Die Trägerorganisationen fürchten zudem eine völlige Überforderung der Kältehilfe, sollten in diesem Winter auch zahlreiche Flüchtlinge auf die Notunterkünfte angewiesen sein. »Es darf nicht zu einer Konkurrenz von Wohnungslosen mit Flüchtlingen kommen«, sagt Kostka. Das könnte die negative Stimmung gegenüber Geflüchteten weiter anheizen. Puhl kennt das Problem aus der Bahnhofsmission. Oft würden Spenden abgegeben, aber nur für die »guten deutschen Obdachlosen«. Dabei hätten, so Eschen, die Flüchtlingszahlen mit dem steigenden Bedarf nicht viel zu tun. Schuld sei vielmehr die verfehlte Wohnungspolitik des Senats.

Damit Flüchtlinge nicht in den Einrichtungen der Kältehilfe landen, hat Sozialsenator Mario Czaja (CDU) ein »rotes Telefon« zugesagt. Darüber sollen Mitarbeiter die landesweite Koordinierungsstelle benachrichtigen können, wenn Flüchtlinge in den Notübernachtungen auftauchen. Der Flüchtling soll dann, so zumindest die Absprache, abgeholt und in eine andere Unterkunft gebracht werden.

Geflüchtete seien in der Kältehilfe auch deshalb fehl am Platze, weil sie oft Kinder dabei hätten, meint Eschen. »Obdachlose Kinder dürfte es in Deutschland nicht geben.« In der ganzjährig geöffneten Notübernachtung in der Franklinstraße wurden in diesem Jahr über 500 Übernachtungen Minderjähriger registriert, ebenso viele mussten aus Platzgründen abgewiesen werden.

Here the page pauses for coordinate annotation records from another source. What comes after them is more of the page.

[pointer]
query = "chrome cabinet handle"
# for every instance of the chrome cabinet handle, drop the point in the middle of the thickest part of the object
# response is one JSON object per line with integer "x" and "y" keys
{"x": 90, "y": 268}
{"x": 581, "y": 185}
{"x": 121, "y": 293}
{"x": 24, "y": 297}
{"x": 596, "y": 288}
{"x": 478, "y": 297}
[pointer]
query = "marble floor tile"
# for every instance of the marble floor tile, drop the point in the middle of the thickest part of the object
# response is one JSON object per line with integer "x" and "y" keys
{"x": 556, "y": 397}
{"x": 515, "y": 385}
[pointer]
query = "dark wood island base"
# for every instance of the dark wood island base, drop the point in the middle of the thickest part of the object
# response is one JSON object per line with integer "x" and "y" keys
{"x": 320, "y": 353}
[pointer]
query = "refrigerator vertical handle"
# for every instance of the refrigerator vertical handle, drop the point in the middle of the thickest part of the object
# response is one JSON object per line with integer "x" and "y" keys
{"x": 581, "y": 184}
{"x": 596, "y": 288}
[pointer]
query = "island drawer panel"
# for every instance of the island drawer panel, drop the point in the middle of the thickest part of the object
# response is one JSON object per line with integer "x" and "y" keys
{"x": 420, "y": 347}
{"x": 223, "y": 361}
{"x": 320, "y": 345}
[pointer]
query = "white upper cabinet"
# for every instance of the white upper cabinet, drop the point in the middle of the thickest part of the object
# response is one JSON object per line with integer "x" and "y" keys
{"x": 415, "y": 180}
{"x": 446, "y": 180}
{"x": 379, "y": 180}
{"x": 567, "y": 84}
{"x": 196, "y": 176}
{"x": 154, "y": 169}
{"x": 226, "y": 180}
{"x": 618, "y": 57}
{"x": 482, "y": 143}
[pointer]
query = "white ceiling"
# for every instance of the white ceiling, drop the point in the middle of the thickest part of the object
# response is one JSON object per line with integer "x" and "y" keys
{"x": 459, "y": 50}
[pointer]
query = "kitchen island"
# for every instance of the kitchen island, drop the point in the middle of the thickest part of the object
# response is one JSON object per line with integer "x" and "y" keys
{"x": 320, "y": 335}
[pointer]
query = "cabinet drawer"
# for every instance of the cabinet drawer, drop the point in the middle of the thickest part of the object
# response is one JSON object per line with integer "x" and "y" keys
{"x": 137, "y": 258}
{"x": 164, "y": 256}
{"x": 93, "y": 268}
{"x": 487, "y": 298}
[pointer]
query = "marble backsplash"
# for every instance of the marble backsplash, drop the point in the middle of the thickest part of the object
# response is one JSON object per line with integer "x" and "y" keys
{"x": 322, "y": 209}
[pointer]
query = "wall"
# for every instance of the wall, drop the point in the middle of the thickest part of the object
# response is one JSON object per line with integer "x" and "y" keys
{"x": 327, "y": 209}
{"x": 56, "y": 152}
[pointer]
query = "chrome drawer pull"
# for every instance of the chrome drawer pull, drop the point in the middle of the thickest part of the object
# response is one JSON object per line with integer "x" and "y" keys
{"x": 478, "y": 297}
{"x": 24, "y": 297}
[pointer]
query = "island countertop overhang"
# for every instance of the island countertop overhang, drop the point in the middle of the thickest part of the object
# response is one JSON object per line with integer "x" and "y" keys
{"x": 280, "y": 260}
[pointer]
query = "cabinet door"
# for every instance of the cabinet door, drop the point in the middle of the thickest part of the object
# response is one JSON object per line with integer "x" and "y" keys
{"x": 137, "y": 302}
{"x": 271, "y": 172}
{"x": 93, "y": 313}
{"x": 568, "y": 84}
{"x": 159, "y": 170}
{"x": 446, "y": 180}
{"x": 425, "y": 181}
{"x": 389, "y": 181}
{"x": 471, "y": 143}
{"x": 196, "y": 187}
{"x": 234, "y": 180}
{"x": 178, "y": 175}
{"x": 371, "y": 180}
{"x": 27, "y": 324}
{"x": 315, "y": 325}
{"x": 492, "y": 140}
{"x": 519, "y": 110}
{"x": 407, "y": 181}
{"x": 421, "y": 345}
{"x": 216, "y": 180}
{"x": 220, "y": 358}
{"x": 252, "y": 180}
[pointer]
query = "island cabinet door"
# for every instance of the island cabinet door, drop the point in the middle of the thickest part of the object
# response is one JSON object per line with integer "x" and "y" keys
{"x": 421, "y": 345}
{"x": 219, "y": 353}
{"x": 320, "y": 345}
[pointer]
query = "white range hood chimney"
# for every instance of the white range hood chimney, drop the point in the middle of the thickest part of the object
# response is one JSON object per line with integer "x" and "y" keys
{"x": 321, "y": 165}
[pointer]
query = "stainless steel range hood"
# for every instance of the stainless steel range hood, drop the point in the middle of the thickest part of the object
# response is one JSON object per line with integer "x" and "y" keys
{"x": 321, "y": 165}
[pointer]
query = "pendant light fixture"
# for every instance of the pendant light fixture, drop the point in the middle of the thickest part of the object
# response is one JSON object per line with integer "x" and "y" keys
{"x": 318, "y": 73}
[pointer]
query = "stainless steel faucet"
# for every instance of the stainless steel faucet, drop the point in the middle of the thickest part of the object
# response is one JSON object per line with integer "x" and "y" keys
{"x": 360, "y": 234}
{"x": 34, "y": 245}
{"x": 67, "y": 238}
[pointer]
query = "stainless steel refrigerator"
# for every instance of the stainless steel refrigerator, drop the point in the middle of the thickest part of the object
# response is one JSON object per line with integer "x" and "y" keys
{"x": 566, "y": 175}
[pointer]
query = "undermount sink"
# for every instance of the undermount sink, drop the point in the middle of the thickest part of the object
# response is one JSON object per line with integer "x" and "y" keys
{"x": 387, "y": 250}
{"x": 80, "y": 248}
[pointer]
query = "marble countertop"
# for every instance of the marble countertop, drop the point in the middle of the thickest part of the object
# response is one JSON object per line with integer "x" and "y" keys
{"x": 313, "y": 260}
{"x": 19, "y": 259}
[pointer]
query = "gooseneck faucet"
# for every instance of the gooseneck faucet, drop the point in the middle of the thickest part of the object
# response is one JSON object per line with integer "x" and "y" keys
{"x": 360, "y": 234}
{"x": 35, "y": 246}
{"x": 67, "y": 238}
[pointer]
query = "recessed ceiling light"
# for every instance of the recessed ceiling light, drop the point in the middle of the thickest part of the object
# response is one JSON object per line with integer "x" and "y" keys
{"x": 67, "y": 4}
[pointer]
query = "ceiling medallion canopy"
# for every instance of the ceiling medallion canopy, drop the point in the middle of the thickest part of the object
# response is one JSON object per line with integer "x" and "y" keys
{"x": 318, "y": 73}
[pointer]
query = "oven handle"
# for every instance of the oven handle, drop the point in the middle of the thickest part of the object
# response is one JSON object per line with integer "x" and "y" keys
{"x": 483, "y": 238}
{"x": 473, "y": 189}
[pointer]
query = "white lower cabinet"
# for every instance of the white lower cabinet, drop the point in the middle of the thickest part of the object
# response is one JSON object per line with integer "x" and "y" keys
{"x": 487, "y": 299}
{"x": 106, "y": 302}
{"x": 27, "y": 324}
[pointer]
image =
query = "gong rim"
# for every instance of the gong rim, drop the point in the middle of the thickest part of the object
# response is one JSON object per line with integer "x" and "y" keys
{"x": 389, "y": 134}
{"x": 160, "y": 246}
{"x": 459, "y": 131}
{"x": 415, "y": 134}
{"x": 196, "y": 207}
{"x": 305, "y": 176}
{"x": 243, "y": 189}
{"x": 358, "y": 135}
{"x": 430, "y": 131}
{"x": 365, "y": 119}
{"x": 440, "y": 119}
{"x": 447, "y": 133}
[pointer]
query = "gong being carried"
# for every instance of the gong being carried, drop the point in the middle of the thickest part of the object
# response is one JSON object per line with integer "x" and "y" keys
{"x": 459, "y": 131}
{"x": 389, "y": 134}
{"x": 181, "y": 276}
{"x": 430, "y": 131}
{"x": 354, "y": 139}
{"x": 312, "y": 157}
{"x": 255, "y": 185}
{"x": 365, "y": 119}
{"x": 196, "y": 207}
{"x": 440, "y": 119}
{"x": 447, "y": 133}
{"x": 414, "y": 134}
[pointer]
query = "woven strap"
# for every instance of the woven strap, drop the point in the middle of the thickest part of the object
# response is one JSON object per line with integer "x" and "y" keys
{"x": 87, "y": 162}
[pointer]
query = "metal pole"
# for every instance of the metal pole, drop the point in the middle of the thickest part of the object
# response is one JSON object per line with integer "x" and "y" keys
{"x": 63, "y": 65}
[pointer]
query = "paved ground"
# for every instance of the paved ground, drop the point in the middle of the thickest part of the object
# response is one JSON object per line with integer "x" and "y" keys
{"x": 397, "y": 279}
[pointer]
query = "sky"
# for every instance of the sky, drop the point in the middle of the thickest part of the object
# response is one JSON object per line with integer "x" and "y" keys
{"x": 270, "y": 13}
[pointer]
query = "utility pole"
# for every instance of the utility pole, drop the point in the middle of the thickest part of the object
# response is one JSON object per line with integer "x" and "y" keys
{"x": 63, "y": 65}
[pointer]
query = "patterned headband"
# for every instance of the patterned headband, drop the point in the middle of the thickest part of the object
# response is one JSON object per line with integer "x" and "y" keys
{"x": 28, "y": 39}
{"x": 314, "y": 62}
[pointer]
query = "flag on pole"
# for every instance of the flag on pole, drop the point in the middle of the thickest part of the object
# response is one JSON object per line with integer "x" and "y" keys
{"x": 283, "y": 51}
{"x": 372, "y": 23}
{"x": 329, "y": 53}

Für Barbara Eschen ist die Kältehilfe ein »Kristallisationspunkt sozialer Herausforderungen in der Stadt«. Was das bedeutet, erlebt die Streetworkerin Jennifer Kröger täglich. »Vor allem die Zunahme von Altersarmut macht sich bemerkbar.« Sie wird nicht selten zu Obdachlosen gerufen, die im Rollstuhl sitzen, die aufgrund einer Behinderung oder Demenzerkrankung nicht allein den Weg in die Notunterkünfte oder Krankenhäuser finden.